L’odeur sèche du Sahara
Depuis une vingtaine d’années, les sens font leur apparition dans les recherches en sciences humaines. Des outils encore peu développés mais précieux pour comprendre le monde selon l’anthropologue Marie-Luce Gélard, maître de conférences à l’Université de Paris.
Documenter, analyser et comprendre les cultures, c’est le rôle respectif des ethnographes, ethnologues et anthropologues. Si les sens n’étaient pas un objet d’études à part entière, Marie-Luce Gélard les a toujours utilisés pour ethnographier le monde. Elle s’intéresse depuis son doctorat aux populations des régions sahariennes. « Au début de mes recherches, il a fallu que j’apprenne le berbère. Pendant des mois, avant d’avoir une compréhension langagière fine, je me suis intéressée au langage corporel. »
Mais comment rendre compte de l’ambiance d’un terrain ? Comment saisir le goût des choses ? Comment se représenter l’odeur sèche du Sahara dont parlent les berbères ? Il faut l’éprouver. Un exercice d’immersion difficile pour la scientifique : « Le temps passé à ne rien faire, à observer, à goûter, à entendre, à écouter et à décrire quotidiennement ce qui se passe autour de vous… C’est comme une sorte de prison. »

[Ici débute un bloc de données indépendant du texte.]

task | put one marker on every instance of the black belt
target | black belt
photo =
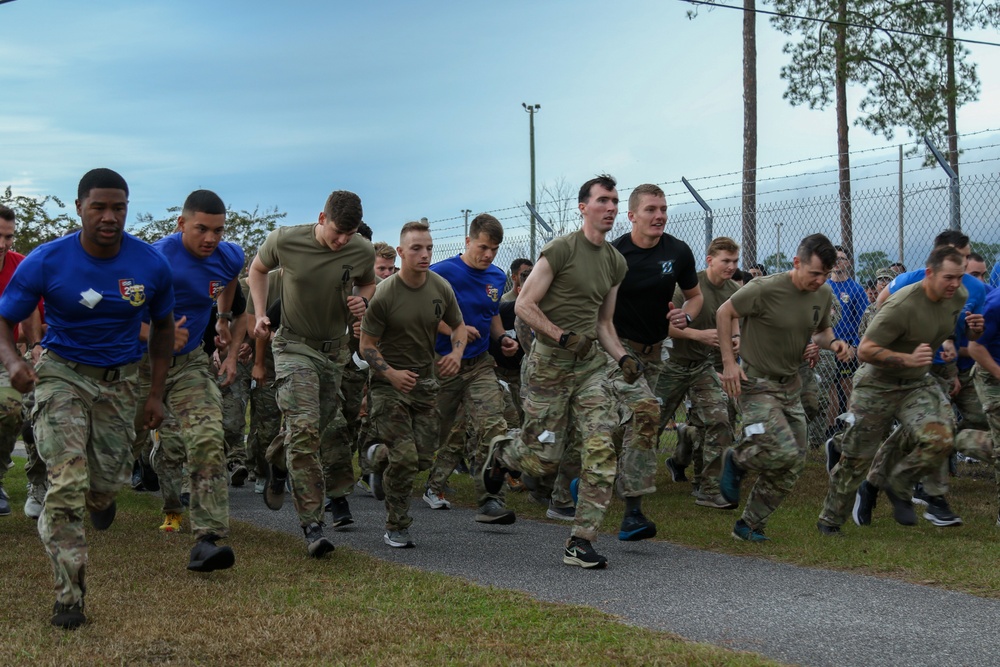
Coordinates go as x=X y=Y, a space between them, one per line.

Elle passe de long mois au Maroc, en milieu rural (Haut Atlas) et saharien (Tafilalt). Elle assiste à des repas pendant lesquels les sens se substituent aux discours : on y asperge abondamment les convives de parfums, pour exprimer la joie d’être réuni·es.
Les sens nobles et les autres
Les sens renseignent sur et à propos des sociétés que l’anthropologue examine. « D’un point de vue biologique, les perceptions sensorielles sont les mêmes. Mais d’un point de vue culturel, elles sont très différentes. » Nos sociétés occidentales privilégient largement les sens à distance comme la vue ou l’ouïe, mais s’intéressent peu aux sens de proximité comme le goût et le toucher. Cette conception du monde n’est pas partagée partout. L’anthropologue doit réussir à se dégager de ses propres préjugés sensoriels et penser les sens comme un langage non verbal mais essentiel à la communication.
L’anthropologie sensorielle défendue par Marie-Luce Gélard n’est pas encore un domaine de recherche constitué. Certains sens sont peu étudiés : le goût notamment est devenu un sujet d’études pour les sciences humaines et sociales depuis vingt ans. Les descriptions de ces sensations sont difficiles car elles font souvent appel à peu de mots. Pourtant, les études sensorielles semblent être dans l’air du temps. L’anthropologie a déjà pu démontrer l’impact du sensoriel sur la mémoire des groupes sociaux ou l’interaction des sens entre eux et non leur isolement.
Il reste beaucoup à faire ! Pour l’anthropologue Marie-Luce Gélard, « il y a un véritable sens à entreprendre des études comparatives de grande envergure ». La création d’un atlas recensant les perceptions sensorielles serait un projet ambitieux et un aboutissement pour la chercheuse. Il pourrait apporter des clés de compréhension nouvelles et des méthodes neuves pour décrire les sociétés. Un atlas peut-être, pour ne plus placer le centre du monde sensoriel en Occident.
Aurore VALEX
À propos de Marie-Luce Gélard
Marie-Luce Gélard est anthropologue et maître de conférences à l’Université de Paris, au Centre d’anthropologie culturelle (Canthel), spécialiste du Maghreb et du milieu saharien. Elle participe depuis ces dernières années au développement de l’anthropologie des sens : elle s’intéresse notamment aux modalités de la perception sensorielle et de leurs codifications corporelles.
- « L’anthropologie sensorielle en France : un champ en devenir ? », L’Homme, Février 2016, vol. n° 217, n° 1, pp. 91‑107.
- Les sens en mots, Éditions Pétra, coll. « Univers sensoriels et sciences sociales », Paris, 2017.
- « Alimentation et dessiccation en contexte saharien : le goût du sec », Anthropology of the Middle East. Décembre 2020, vol. 15, n° 2, pp 55‑71.